The Pentagon report released Tuesday found that the number of reported sexual assaults rose to 3,374 last year, up from 3,192 in 2011. That’s the highest number of reported cases since the Pentagon began submitting annual reports to Congress on sexual assault in 2004.

Including unreported cases, the Pentagon estimates 26,000 sexual assaults took place across the armed forces in 2012.

The Pentagon’s estimate of 26,000 reported and unreported sexual assaults is an increase from 2010, when the department estimated 19,000 total cases. The department did not produce a total estimate of sexual assaults for 2011.

The Pentagon estimates the total number of sexual assaults based on an anonymous survey of service members. The data indicate that most victims do not report the crime to their superiors.

The 2010 survey, for instance, estimated that 86 percent of sexual assaults went unreported, which the military says is similar to the rate for civilian sexual assault crimes.

Hagel announced several new initiatives on Tuesday in response to the report, which he said were designed to hold military leaders at all levels accountable for responding to sexual assault and improving command climates.

Hagel said that victims "have to feel confident that if they come forward, that in fact, they can rely on our system of justice, and in fact action will be taken and responsibility at all levels of command will be implemented."

The Pentagon has come under fire in recent months for the way it handles sexual assault in the ranks.

Lawmakers say the military is not taking the issue of sexual assault seriously enough, and a number of them are seeking to overhaul how the military investigates and prosecutes the cases through legislation.

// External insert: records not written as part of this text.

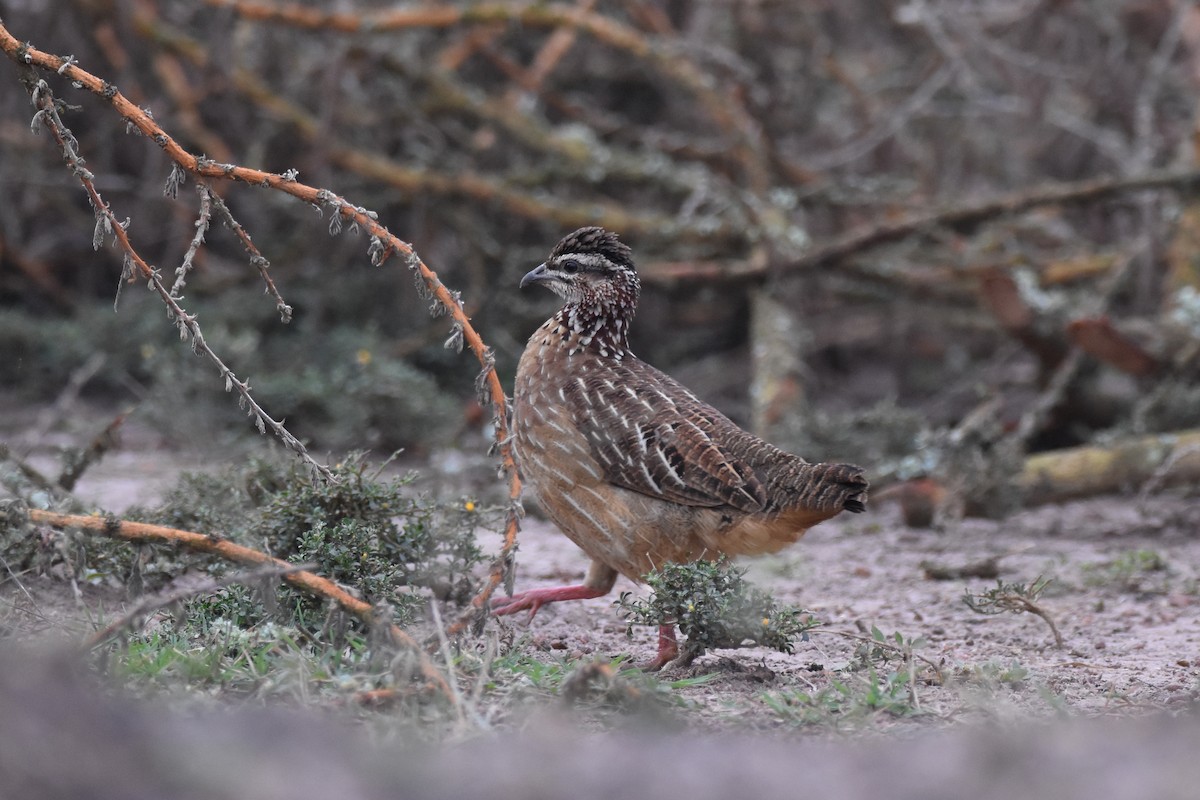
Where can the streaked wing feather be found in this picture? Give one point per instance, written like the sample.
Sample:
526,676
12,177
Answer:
654,437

The action on Capitol Hill is being fueled by outrage over more than two-dozen basic training instructors accused of sexual misconduct at Lackland Air Base last year, as well as an Air Force sexual assault case this year where a guilty verdict was dismissed by a commander in a post-trial review.

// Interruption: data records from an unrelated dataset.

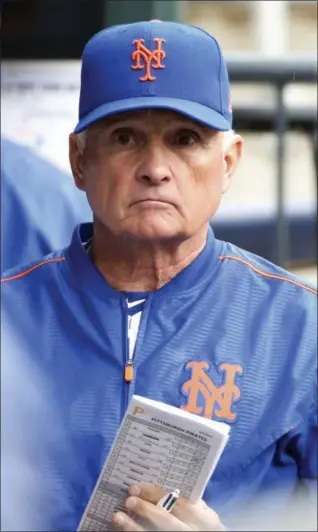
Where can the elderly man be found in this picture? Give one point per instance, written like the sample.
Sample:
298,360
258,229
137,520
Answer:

The criticism escalated this week when it was revealed that an Air Force chief for sexual assault prevention was charged on Sunday with sexual battery.

“While under our legal system everyone is innocent until proven guilty, this arrest speaks volumes about the status and effectiveness of DOD’s efforts to address the plague of sexual assaults in the military,” Senate Armed Services Chairman Carl Levin (D-Mich.) said at an Air Force hearing on Tuesday.

After learning of the charges against Lt. Col. Jeff Krusinski, the military dismissed him from his post Monday.

"We’re all outraged and disgusted over these very troubling allegations," Hagel said at Tuesday's press conference.

Lawmakers said Tuesday’s report shows that the military is moving in the wrong direction when it comes to sexual assault.

“We have learned of an increase in the amount of service members experiencing unwanted sexual contact and a decrease in the rate that those incidents are reported,” Rep. Michael Turner (R-Ohio) said in a statement. “[That is] the exact opposite direction of what would indicate a cultural and statistical shift on a problem that effects mission readiness and overall morale of our forces.”

Hagel also recommended last month that the military’s judicial code be changed to strip commanders of the ability to overturn guilty verdicts in a post-trial review.

But some lawmakers want the military to go further, removing the prosecution of sexual assault cases from the military’s chain of command, which the services have argued against.

Sen. Kirsten Gillibrand (D-N.Y.) pressed Air Force Chief of Staff Gen. Mark Welsh on the issue at Tuesday’s congressional hearing.

Welsh defended the way that commanders handle sexual assault cases, saying that overturned verdicts are rare.

When Welsh said that the reporting problem with sexual assault cases is similar in the civilian and military worlds, Gillibrand cut him off.

“I think it’s very different in the military,” she said. “I think you’re precisely wrong about that. Everything is about the chain of command.”